RDDs support two types of operations: transformations, which create a new dataset from an existing one, and actions, which return a value to the driver program after running a computation on the dataset. For example, map is a transformation that passes each dataset element through a function and returns a new RDD representing the results. On the other hand, reduce is an action that aggregates all the elements of the RDD using some function and returns the final result to the driver program (although there is also a parallel reduceByKey that returns a distributed dataset).
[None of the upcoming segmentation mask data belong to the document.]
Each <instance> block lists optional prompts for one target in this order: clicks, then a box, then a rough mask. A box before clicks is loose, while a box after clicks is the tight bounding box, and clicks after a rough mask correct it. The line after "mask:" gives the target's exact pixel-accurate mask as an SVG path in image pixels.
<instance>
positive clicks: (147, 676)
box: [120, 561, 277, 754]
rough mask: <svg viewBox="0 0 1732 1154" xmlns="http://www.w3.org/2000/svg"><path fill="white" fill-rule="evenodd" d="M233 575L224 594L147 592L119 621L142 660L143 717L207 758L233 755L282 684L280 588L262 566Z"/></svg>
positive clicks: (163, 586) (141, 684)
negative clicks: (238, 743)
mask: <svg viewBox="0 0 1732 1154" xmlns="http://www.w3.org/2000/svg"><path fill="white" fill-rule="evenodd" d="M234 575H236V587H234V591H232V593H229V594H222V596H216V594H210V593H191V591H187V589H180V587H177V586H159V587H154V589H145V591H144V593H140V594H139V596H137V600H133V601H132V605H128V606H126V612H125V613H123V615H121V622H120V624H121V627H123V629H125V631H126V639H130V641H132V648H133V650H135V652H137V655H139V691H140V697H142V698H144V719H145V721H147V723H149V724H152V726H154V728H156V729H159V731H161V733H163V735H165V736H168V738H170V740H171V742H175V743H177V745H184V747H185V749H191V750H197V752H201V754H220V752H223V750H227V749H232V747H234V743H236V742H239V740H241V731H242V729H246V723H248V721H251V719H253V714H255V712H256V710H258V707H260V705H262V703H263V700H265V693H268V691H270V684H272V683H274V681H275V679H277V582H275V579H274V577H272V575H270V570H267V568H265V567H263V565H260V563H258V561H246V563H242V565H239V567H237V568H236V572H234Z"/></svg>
All transformations in Spark are lazy, in that they do not compute their results right away. Instead, they just remember the transformations applied to some base dataset (e.g. a file). The transformations are only computed when an action requires a result to be returned to the driver program. This design enables Spark to run more efficiently – for example, we can realize that a dataset created through map will be used in a reduce and return only the result of the reduce to the driver, rather than the larger mapped dataset.
By default, each transformed RDD may be recomputed each time you run an action on it. However, you may also persist an RDD in memory using the persist (or cache) method, in which case Spark will keep the elements around on the cluster for much faster access the next time you query it. There is also support for persisting RDDs on disk, or replicated across multiple nodes.
For more details please check the Spark programming guide.
Below are the three situations you should cache your RDDs:
using an RDD many times
performing multiple actions on the same RDD
for long chains of (or very expensive) transformations
Adding another reason to add (or temporarily add) cache method call.
for debug memory issues
with cache method, spark will give debugging informations regarding the size of the RDD. so in the spark integrated UI, you will get RDD memory consumption info. and this proved very helpful diagnosing memory issues.